The PyExecutor’s functionality is built upon several key components:

  • Scheduler: Responsible for determining which active requests are ready for execution at each processing step.

  • KVCacheManager: Manages the allocation, deallocation, and maintenance of the Key-Value (KV) Cache. This is a critical optimization for Transformer models, significantly enhancing performance during autoregressive text generation by storing previously computed attention keys and values.

  • ModelEngine: Handles the loading and highly efficient execution of the language model on the GPU hardware.

  • Sampler: Takes the raw outputs (logits) from the ModelEngine and applies appropriate sampling strategies (e.g., greedy, top-k, top-p, beam search) to generate the final output tokens.

During each iteration of its background loop, the PyExecutor performs the following sequence of operations:

  • Request Fetching: Retrieves new inference requests from an internal request queue, if available.

  • Scheduling: Interacts with the Scheduler to identify and prioritize requests that are ready to be processed in the current step.

  • Resource Preparation: Coordinates with the KVCacheManager to ensure that the necessary Key-Value (KV) Cache resources are allocated for the selected requests.

  • Model Execution: Invokes the ModelEngine to perform a forward pass on the scheduled requests, predicting the next output tokens.

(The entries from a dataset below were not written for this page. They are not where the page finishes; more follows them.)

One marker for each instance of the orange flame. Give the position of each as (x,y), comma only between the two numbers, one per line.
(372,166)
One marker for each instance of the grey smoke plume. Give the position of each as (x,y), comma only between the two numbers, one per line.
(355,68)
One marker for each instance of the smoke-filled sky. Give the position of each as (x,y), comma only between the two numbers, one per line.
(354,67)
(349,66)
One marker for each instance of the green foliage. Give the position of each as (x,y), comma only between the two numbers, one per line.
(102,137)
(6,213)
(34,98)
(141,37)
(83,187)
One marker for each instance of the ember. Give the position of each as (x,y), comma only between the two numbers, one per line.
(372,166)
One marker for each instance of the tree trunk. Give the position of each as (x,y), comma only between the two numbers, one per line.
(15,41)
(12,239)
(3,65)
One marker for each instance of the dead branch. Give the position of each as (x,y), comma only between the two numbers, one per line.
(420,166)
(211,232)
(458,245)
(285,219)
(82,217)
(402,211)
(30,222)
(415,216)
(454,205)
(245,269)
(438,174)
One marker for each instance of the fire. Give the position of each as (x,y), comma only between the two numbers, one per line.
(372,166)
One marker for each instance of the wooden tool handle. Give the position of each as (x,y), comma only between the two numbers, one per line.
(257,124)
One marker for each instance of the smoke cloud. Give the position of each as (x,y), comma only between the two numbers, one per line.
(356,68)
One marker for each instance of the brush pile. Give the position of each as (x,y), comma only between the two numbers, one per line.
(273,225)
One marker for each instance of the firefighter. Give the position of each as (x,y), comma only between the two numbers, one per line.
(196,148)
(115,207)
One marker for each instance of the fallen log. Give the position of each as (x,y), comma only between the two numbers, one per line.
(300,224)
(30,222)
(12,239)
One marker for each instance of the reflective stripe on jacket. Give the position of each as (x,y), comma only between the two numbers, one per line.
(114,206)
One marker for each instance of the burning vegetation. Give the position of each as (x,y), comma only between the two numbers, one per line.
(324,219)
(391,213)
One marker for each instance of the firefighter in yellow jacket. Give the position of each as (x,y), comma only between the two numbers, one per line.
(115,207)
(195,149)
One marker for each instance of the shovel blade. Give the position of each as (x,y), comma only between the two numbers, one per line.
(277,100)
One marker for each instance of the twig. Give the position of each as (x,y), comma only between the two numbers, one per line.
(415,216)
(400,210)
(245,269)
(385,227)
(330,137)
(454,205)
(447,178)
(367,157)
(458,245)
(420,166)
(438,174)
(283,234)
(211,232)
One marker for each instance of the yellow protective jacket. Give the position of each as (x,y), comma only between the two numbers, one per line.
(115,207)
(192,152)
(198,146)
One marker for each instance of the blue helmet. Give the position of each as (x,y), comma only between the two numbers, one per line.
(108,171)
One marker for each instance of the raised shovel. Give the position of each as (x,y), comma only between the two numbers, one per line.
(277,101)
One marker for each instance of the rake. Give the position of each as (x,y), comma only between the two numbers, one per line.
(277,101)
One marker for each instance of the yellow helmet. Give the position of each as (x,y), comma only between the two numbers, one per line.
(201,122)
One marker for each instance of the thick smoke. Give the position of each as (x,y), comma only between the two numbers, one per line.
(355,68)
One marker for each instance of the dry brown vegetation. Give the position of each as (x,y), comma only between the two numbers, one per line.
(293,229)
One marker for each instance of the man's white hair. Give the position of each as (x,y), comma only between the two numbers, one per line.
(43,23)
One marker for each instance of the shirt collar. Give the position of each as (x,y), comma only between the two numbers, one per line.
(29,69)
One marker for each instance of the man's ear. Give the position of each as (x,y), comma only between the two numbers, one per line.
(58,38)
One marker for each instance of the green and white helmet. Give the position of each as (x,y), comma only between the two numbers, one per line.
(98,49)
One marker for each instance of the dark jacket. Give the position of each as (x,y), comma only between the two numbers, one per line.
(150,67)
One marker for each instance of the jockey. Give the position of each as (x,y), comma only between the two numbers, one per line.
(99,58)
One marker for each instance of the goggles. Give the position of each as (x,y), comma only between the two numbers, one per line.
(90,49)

  • Output Handling: Updates the partial outputs for ongoing requests and finalizes the results for any requests that have reached completion, returning them to the user.

Runtime Optimizations#

TensorRT LLM enhances inference throughput and reduces latency by integrating a suite of runtime optimizations, including CUDA Graph, Overlap Scheduler, Speculative decoding, etc.

CUDA Graph#

CUDA Graphs drastically reduce the CPU-side overhead associated with launching GPU kernels, which is particularly impactful in PyTorch-based inference where Python’s host-side code can be a bottleneck. By capturing a sequence of CUDA operations as a single graph, the entire sequence can be launched with one API call, minimizing CPU-GPU synchronization and driver overhead.

To maximize the “hit rate” of these cached graphs, TensorRT LLM employs CUDA Graph padding. If an incoming batch’s size doesn’t match a captured graph, it’s padded to the nearest larger, supported size for which a graph exists. While this incurs minor overhead from computing “wasted” tokens, it’s often a better trade-off than falling back to slower eager mode execution. This optimization has a significant impact, demonstrating up to a 22% end-to-end throughput increase on certain models and hardware.

Overlap Scheduler#

The Overlap Scheduler maximizes GPU utilization by hiding CPU-bound latency behind GPU computation.

The key strategy is to launch the GPU’s work for the next step (n+1) immediately, without waiting for the CPU to finish processing the results of the current step (n). This allows the CPU to handle tasks like checking stop criteria or updating responses for one batch while the GPU is already executing the model for the subsequent batch.

This concurrent execution pipeline is illustrated in the PyExecutor’s logic:

# Schedule and launch GPU work for the current step (n)
scheduled_batch, _, _ = self._schedule()
batch_outputs = self._forward_step(scheduled_batch, previous_tensors_device)
sample_state = self._sample_async(scheduled_batch, batch_outputs)

# While the GPU is busy, process the CPU-bound results from the previous step (n-1)
if self.previous_batch is not None:
    self._process_previous_batch()

This approach effectively reduces GPU idle time and improves overall hardware occupancy. While it introduces one extra decoding step into the pipeline, the resulting throughput gain is a significant trade-off. For this reason, the Overlap Scheduler is enabled by default in TensorRT LLM.